Eu, comigo

Depois de quatro finais de semana trancado em casa ruminando minha depressão, resolvi que era hora de tomar um banho, ajeitar a barba e ver o Sol (e que Sol, cacete!). Peguei o carro, joguei umas roupas na mochila e fui. Foi a primeira de várias viagens que quero começar a fazer. Concluí que tenho pouco tempo e muita coisa pra conhecer.

Como decidi de repente, fui para um destino conhecido, em que sabia o que fazer e onde ficar. Um hostel em São Sebastião, quarto compartilhado. Mas, o mais importante: sozinho. Nunca tinha viajado sozinho antes. Ou tinha gente comigo ou no lugar para onde estava indo. Desta vez não. Eu precisava (e ainda preciso) ficar sozinho.

Confesso que tive um pouco de medo. São bem umas 2 horas e meia pra chegar (sem trânsito) e temia que fosse ficar entendiado ou solitário demais e quisesse voltar. Tentei não pensar nisso, liguei o som, acendi um cigarro e estrada. Estrada linda, a Rio-Santos, mas chata. Levei 3 horas e cheguei que nem um pinto molhado de tanto suor.

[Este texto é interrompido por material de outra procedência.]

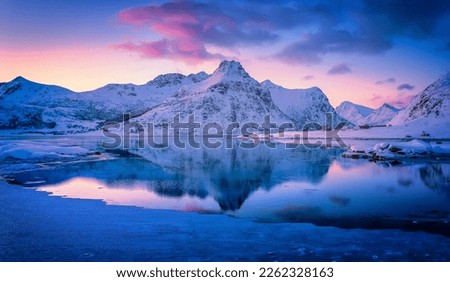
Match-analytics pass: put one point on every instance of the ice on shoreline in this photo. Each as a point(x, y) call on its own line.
point(400, 150)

Já me encaminhei pra praia. Tomei uma cerveja, vi aquele mundaréu de guarda-sóis, gente bonita pra todo lado, o mar muito azul e bravo, querendo afogar os desavisados. Me senti bem. Consegui controlar minha fobia de ficar sozinho. A verdade é que sou bastante dependente das pessoas. Não gosto de ficar muito tempo só. Meus amigos não entendiam quando eu reclamava dos meus pais terem ido viajar por uma semana. Vai ver é por isso que dava festas e levava belas broncas.

Como estava em quarto compartilhado (primeira vez também, foi um rolê bem “inédito”), conheci uma galera. Dei sorte. Todos os caras eram gente boa, inclusive o chileno e o argentino, mesmo não entendendo nada do que eles falavam. Foi bacana mesmo. O único porém é que os caras logo me apelidaram de “Fiuk” e passaram a cantar uma música do Fábio Jr. toda vez que eu entrava no quarto.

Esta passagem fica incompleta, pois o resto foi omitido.